Now imagine if these heroes have come forward and said their terminal breast cancer had been caused by too much alcohol but this had been missed on screening. It would not be news. There would be little or no sympathy. They certainly would not be seen as heroic.
Women who tell their alcohol stories are not interesting
Women like Senator Frances Black, Alison Canavan and Valerie Farragher who have told their alcohol harm stories simply don’t generate the same interest. They‘re not terminally ill. But they speak for the hundreds of people who are now dead as a result of alcohol harm. When they speak, there’s an initial newspaper article or two, maybe a radio interview or even a documentary. But then silence. No legislation, parliamentary inquiries or extra supports for them. It’s their fault. They drink too much alcohol.
In one month alcohol kills the same amount of people as cervical cancer does in a year
So alcohol harm kills the same amount of people in a month than cervical cancer does in a year . Yet we have no screening programme for alcohol. Nor is anybody calling for one.

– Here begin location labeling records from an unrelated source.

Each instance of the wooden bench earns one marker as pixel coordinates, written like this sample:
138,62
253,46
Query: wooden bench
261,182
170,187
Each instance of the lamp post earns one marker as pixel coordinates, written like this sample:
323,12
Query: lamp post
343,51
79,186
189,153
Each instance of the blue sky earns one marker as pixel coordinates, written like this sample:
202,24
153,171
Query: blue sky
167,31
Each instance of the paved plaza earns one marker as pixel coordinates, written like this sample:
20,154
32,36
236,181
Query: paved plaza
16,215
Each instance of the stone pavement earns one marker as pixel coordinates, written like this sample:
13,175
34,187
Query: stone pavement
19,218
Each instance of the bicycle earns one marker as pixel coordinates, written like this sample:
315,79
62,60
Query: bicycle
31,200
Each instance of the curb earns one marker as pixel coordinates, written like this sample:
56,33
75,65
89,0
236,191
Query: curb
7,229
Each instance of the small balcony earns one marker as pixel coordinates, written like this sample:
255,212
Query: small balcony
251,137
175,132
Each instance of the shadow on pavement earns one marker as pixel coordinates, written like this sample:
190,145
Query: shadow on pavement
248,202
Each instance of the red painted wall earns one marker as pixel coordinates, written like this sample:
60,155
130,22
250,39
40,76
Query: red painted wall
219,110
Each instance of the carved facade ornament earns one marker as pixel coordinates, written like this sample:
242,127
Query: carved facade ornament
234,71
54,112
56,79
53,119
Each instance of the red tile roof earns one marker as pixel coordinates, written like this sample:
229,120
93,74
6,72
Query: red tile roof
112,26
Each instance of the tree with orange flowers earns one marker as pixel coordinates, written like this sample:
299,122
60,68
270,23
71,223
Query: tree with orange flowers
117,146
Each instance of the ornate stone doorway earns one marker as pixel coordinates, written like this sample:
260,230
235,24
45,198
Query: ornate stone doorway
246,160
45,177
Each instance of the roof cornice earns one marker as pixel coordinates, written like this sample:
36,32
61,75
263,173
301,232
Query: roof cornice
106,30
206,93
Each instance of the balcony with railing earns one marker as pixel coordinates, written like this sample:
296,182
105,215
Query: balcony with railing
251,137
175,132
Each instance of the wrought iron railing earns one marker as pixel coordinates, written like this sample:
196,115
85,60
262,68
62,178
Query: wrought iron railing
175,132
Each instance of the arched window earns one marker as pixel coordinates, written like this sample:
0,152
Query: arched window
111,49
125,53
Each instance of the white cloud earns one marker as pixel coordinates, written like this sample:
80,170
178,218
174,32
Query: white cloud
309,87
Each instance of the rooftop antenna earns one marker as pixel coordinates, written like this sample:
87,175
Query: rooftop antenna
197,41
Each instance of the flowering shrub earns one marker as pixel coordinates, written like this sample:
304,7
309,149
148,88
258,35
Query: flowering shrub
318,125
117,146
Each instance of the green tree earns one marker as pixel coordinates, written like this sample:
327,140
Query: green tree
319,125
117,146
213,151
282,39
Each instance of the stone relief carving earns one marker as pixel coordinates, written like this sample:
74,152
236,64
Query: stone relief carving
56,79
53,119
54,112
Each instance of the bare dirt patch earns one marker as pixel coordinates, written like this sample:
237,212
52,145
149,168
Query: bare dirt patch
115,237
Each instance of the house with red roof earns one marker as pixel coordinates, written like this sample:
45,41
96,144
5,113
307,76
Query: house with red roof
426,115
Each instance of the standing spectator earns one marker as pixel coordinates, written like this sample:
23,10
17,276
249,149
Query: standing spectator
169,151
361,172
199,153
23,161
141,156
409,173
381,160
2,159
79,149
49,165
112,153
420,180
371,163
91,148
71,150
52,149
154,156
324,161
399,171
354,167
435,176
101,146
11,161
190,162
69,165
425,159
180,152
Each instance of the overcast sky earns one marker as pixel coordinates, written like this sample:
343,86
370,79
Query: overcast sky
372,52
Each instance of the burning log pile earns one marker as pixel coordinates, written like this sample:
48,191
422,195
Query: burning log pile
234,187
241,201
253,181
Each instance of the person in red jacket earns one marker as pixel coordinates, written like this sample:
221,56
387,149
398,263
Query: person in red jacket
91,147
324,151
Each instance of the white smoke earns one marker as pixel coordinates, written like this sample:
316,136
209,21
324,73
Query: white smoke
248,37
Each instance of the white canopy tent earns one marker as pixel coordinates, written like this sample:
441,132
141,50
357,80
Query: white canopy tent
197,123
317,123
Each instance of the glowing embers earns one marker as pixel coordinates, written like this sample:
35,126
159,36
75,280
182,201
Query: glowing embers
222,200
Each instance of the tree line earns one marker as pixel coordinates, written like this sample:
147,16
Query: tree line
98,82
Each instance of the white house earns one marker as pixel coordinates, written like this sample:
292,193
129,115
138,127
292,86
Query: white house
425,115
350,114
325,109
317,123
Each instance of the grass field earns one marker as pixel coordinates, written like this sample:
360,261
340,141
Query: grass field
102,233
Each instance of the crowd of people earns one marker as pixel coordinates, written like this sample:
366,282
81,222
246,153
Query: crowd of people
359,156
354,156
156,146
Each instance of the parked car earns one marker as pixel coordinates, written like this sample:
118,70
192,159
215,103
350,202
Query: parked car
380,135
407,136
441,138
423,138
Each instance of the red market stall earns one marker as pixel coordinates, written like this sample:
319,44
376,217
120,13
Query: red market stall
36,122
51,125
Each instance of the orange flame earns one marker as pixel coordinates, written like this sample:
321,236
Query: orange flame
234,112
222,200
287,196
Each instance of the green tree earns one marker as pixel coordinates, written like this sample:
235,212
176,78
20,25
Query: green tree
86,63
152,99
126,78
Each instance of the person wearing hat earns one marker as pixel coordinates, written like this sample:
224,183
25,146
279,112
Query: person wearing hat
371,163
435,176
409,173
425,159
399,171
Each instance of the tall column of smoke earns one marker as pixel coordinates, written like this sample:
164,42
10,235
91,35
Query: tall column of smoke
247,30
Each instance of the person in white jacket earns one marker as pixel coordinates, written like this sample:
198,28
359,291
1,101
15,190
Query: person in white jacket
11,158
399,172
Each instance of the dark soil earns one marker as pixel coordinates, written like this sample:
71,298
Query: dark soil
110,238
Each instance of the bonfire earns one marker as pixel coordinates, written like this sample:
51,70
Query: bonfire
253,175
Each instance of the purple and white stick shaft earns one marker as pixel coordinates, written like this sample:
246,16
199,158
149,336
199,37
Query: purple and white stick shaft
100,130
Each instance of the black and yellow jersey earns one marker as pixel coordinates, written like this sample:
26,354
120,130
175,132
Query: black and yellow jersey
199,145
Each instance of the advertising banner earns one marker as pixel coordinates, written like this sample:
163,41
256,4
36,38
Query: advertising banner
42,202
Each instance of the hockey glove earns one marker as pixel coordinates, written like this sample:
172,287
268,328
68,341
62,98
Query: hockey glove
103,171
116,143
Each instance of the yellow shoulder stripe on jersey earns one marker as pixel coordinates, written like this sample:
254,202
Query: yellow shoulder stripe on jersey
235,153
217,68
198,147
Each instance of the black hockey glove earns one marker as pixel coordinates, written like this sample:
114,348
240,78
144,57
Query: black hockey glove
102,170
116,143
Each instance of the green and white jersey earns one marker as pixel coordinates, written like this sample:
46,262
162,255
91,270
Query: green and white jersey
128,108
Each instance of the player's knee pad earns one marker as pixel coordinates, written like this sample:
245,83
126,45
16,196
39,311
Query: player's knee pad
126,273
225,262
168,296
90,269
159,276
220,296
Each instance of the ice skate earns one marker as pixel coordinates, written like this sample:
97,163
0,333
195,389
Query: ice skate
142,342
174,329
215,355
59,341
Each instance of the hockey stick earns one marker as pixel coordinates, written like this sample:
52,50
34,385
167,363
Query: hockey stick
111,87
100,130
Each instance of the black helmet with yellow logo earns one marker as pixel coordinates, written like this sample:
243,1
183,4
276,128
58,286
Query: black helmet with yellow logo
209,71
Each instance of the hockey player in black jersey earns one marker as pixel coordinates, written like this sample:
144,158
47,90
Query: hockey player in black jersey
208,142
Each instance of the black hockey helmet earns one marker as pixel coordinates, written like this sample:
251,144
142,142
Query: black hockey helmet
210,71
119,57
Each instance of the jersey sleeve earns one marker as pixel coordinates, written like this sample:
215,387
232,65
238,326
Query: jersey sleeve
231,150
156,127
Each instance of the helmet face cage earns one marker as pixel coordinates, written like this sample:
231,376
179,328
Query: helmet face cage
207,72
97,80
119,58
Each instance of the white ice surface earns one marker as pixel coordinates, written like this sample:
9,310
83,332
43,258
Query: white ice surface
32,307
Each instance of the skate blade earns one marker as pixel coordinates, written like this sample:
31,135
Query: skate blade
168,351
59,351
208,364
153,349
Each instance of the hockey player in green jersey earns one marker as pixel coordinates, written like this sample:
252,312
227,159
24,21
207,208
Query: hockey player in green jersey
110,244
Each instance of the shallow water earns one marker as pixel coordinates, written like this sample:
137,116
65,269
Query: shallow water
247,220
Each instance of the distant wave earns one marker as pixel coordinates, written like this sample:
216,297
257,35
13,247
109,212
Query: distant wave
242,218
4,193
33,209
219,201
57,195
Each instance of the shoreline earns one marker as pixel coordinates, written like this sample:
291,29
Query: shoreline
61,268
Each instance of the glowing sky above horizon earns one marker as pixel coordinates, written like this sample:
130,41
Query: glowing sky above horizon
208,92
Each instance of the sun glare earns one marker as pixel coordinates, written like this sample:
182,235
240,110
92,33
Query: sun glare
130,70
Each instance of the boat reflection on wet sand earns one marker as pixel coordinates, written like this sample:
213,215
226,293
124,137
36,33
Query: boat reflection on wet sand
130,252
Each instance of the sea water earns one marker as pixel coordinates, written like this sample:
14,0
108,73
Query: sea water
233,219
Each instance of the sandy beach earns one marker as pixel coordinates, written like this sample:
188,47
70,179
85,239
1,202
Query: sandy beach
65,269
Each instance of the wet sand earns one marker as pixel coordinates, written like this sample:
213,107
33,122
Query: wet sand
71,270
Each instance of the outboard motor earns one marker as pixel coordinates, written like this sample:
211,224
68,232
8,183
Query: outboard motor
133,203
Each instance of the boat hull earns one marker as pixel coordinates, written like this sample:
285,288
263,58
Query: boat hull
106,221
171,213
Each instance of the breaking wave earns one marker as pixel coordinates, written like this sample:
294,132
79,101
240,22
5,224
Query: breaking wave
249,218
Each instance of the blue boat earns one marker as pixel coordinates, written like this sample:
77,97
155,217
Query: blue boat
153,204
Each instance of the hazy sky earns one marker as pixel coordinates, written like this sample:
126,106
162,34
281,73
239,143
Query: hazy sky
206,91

Would you drink too much alcohol if you knew?
If you had known when you were younger, about all the health risks of alcohol would you be drinking as much?
If your GP asked you about your drinking, when you went for an antibiotic last time, would you be drinking as much?
So next time, you’re feeling ashamed about the fact you drink too much alcohol, show yourself some compassion. We’re all influenced by what goes on around us and we grew up in an alcohol obsessed culture. So it will most likely be more difficult than it should be to get your alcohol drinking under control.